BARI - A dire il vero il motto recitava “a Bari nessuno è straniero, nemmeno Guerrero”. Con Mateo Retegui il motto è cacofonico, ma con la doppia cittadinanza lui, a differenza di Guerrero, giocatore del Bari degli anni 90 e inventore dell’esultanza del trenino dopo il gol, davvero non è straniero.
Nella nazionale priva di attaccanti e senza giovani Del Piero, Vieri, Totti o Baggio, per la qualificazione ai prossimi europei il tecnico Mancini come si dice al sud è “andato a ricorrere”: e pur di avere un attaccante di razza ha chiesto a Mateo Retegui, ventitreenne nato in Argentina da genitori argentini, un nonno di Canicattì che gli ha lasciato in eredità la cittadinanza italiana, di giocare per la nostra nazionale.

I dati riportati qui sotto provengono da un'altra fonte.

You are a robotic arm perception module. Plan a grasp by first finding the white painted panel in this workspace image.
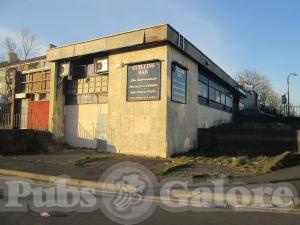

Nulla contro gli oriundi, anzi, lo ribadiamo: a Bari e in Italia nessuno è straniero.
Mateo Retegui non parla italiano, non sappiamo se sia mai stato in Italia prima della convocazione di Mancini, non conosce i Maneskin, Gianni Morandi e Diletta Leotta (conosce Belen Rodriguez ma non vale perché è argentina) e con i piedi è davvero bravo. Valentino Oniero Agunu, 35 anni, nato a Roma da genitori nigeriani, non ha i piedi come Retegui, non è un calciatore, è laureato, e conosce secondo me sia Diletta Leotta che Belen Rodriguez; appena compiuti i 18 anni, Valentino ha per legge potuto iniziare l’iter per ottenere la cittadinanza italiana. Sono passati 17 anni, Godot è all’orizzonte, ma Valentino la cittadinanza la sta ancora aspettando.
La scena del film “Quo Vado” nella quale Checco Zalone accoglie a Lampedusa un immigrato dai piedi buoni lasciando fuori i laureati che non giocano a calcio, fa molto ridere e fotografa una realtà tutta italiana. Luca Medici è laureato in giurisprudenza e forse la legge n. 91 del 1992 l’aveva già incontrata anche lui durante gli studi. I ragazzi nati in Italia da genitori stranieri sono oltre 1 milione (dati del 2020), di questi solo 228 mila hanno acquisito la cittadinanza italiana. Trecentomila minorenni arrivati nel Paese dopo la nascita, solo un quinto risulta naturalizzato Italiano.
Per tutti gli altri c’è una sola strada: la legge n. 91 del 1992. Chi è nato in Italia potrà richiedere la cittadinanza se ha risieduto legalmente e ininterrottamente nel Paese fino al compimento dei 18 anni; chi, invece, è arrivato in un momento successivo dovrà fare richiesta dimostrando di aver vissuto qui per almeno 10 anni. Per loro la strada possiamo definirla la Bari-Napoli, tutta ancora in costruzione e slittata ancora una volta al 2027. Se sei un calciatore invece, ma hai un nonno della zia della nonna del prozio di tuo cugino Javier, hai davanti una autostrada tedesca a quattro corsie e senza limiti di velocità. Se poi il test di italiano è come quello di Luis Suarez, attaccante vicinissimo alla Juventus pochi anni fa, ca va sans dire.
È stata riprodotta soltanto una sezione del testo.